O reconhecimento por Benjamin da influência de
Schmitt sobre seu pensamento foi sempre considerado
escandaloso. Sem entrar aqui no detalhe da
demonstração, creio poder inverter a acusação de
escândalo sugerindo que se leia a teoria schmittiana
da soberania como uma resposta à crítica que
Benjamin faz da violência.
O estado de exceção é
portanto o meio inventado por Schmitt para responder
à tese de Benjamin de uma violência pura. O
documento decisivo do dossiê Benjamin-Schmitt é
certamente a oitava das “Teses sobre o Conceito de
História”: “A tradição dos oprimidos nos ensina que o
“estado de exceção” no qual vivemos é a regra.

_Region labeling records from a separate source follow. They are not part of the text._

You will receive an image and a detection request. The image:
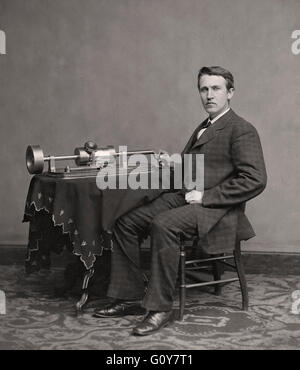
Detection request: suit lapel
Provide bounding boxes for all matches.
[191,109,233,149]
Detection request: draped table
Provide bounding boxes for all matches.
[23,174,165,312]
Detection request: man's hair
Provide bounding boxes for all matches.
[198,66,234,91]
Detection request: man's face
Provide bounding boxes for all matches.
[200,75,233,119]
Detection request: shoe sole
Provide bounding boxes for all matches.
[93,310,146,318]
[132,321,170,337]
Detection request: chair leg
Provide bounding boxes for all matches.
[212,261,222,295]
[233,241,249,311]
[179,243,186,320]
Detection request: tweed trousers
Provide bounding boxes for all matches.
[107,192,201,311]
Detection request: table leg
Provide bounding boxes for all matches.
[76,268,95,315]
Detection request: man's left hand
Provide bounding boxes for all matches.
[185,190,203,204]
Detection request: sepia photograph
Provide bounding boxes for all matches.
[0,0,300,352]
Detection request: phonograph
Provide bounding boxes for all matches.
[26,141,166,178]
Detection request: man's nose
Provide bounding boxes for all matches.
[207,89,213,99]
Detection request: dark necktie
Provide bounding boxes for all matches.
[200,119,211,130]
[197,119,211,140]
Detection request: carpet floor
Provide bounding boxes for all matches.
[0,266,300,350]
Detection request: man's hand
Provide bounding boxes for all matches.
[185,190,203,204]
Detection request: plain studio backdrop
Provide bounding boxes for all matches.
[0,0,300,252]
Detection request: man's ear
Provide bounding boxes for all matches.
[227,87,234,100]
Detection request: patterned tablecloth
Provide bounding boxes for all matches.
[23,175,163,272]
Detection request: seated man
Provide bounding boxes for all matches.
[95,67,267,335]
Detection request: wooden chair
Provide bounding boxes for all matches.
[179,236,249,320]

Devemos chegar a uma concepção da história que
esteja à altura desse fato. Perceberemos então
claramente que nossa tarefa é produzir o estado de
exceção efetivo, e isso melhorará nossa posição na
luta contra o fascismo”.
Benjamin reformula a
oposição para voltá-la contra Schmitt: uma vez
cessada qualquer possibilidade de um estado de
exceção fictício no qual a exceção e a regra são
temporalmente e localmente distintas, o que é
doravante efetivo é o estado de exceção no qual
vivemos e que não poderíamos mais distinguir da
regra. Aqui, toda ficção de um vínculo entre violência e
direito desaparece: não há mais que uma zona de
anomia em que prevalece uma pura violência sem
nenhuma cobertura jurídica.
Assim, o sistema político do Ocidente parece ser uma
máquina dupla, fundada sobre a dialética entre dois
elementos heterogêneos e, de certo modo, antitéticos:
o “nomos” e a anomia, o direito e a violência pura, a lei
e as formas de vida, cuja articulação o estado de
exceção tem por vocação garantir. Enquanto esses
elementos permanecem separados, sua dialética pode
funcionar, mas quando eles tendem à indeterminação
recíproca e a coincidir num poder único de duas faces,
quando o estado de exceção se torna a regra, então o
sistema político se transforma num aparelho de morte.